= Ekaterina Ivanovna Zgurskaya =

Soviet-Ukrainian politician (1915–2000)

Ekaterina Ivanovna Zgurskaya (1915-2000) was a Soviet-Ukrainian Politician (Communist).

She served as Minister of Justice in 1957–1963.

== Biography ==
She graduated from the Kharkiv Law Institute in 1938.

In 1938-1947, she worked as a judge and deputy chairman of the Zhytomyr Regional Court. She has been a member of the CPSU since 1941.

During the German-Soviet War, she was evacuated to the city of Pugachev, Saratov Oblast, RSFSR.

Since 1952, she has been a deputy chairman of the Supreme Court of the Ukrainian SSR. Since 1954, she was Deputy Minister of Justice of the Ukrainian SSR.

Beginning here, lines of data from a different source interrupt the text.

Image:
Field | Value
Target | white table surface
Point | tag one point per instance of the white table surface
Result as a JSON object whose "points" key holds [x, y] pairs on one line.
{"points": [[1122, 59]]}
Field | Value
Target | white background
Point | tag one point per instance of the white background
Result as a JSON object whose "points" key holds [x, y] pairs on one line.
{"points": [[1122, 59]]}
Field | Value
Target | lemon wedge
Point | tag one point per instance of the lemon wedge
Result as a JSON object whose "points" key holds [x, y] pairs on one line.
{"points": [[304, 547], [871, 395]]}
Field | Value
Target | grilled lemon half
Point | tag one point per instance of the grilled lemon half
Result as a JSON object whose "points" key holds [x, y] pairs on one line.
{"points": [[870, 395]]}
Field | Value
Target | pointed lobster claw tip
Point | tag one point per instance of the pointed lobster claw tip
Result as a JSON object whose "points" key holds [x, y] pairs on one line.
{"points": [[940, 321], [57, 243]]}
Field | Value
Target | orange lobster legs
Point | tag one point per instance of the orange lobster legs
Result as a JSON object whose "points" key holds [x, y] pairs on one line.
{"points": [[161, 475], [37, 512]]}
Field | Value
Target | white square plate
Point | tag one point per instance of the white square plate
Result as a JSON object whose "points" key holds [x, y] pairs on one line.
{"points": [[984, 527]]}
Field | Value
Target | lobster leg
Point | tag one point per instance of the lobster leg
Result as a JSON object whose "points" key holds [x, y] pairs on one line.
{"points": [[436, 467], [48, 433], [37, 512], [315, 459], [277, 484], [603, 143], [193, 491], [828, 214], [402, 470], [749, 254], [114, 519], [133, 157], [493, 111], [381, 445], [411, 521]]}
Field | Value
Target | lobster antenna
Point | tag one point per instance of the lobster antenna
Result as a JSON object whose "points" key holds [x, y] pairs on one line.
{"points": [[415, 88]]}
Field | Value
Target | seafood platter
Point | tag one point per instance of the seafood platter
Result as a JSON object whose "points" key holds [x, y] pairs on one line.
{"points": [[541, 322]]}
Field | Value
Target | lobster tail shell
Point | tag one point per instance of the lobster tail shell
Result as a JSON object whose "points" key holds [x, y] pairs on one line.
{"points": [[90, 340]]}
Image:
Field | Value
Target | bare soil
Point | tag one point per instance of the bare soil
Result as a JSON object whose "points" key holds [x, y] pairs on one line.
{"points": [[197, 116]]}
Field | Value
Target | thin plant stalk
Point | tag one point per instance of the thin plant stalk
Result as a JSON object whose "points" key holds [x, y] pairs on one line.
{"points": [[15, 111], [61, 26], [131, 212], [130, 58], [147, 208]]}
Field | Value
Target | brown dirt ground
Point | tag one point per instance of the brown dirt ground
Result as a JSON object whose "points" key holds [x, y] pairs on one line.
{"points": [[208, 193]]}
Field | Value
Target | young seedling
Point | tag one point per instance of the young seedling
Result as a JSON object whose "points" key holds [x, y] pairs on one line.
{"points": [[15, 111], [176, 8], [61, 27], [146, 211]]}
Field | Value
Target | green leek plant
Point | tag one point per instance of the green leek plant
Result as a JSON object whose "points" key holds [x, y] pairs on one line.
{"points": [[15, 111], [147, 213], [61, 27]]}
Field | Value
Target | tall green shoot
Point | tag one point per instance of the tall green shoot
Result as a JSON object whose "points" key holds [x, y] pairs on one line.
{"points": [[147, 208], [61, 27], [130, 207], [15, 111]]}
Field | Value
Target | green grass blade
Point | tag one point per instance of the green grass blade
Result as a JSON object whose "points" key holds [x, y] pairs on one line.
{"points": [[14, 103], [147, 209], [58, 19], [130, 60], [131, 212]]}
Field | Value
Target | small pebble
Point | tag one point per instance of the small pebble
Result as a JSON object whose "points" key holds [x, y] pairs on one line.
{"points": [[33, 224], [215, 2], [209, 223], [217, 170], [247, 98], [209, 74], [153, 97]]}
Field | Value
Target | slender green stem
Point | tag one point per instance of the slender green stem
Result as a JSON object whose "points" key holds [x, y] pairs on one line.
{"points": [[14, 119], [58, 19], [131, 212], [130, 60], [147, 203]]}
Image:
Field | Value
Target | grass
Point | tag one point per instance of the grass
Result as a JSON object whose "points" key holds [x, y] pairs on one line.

From March 1957 to March 21, 1963 — Minister of Justice of the Ukrainian SSR.

From April 1963 to January 1966, she was the 1st Deputy Prosecutor of the Ukrainian SSR, and then Deputy Head of the Pardon Department of the Verkhovna Rada of the Ukrainian SSR.

After retiring in 1977, she taught law at the Institute for Advanced Training of Food Industry Workers for 5 years.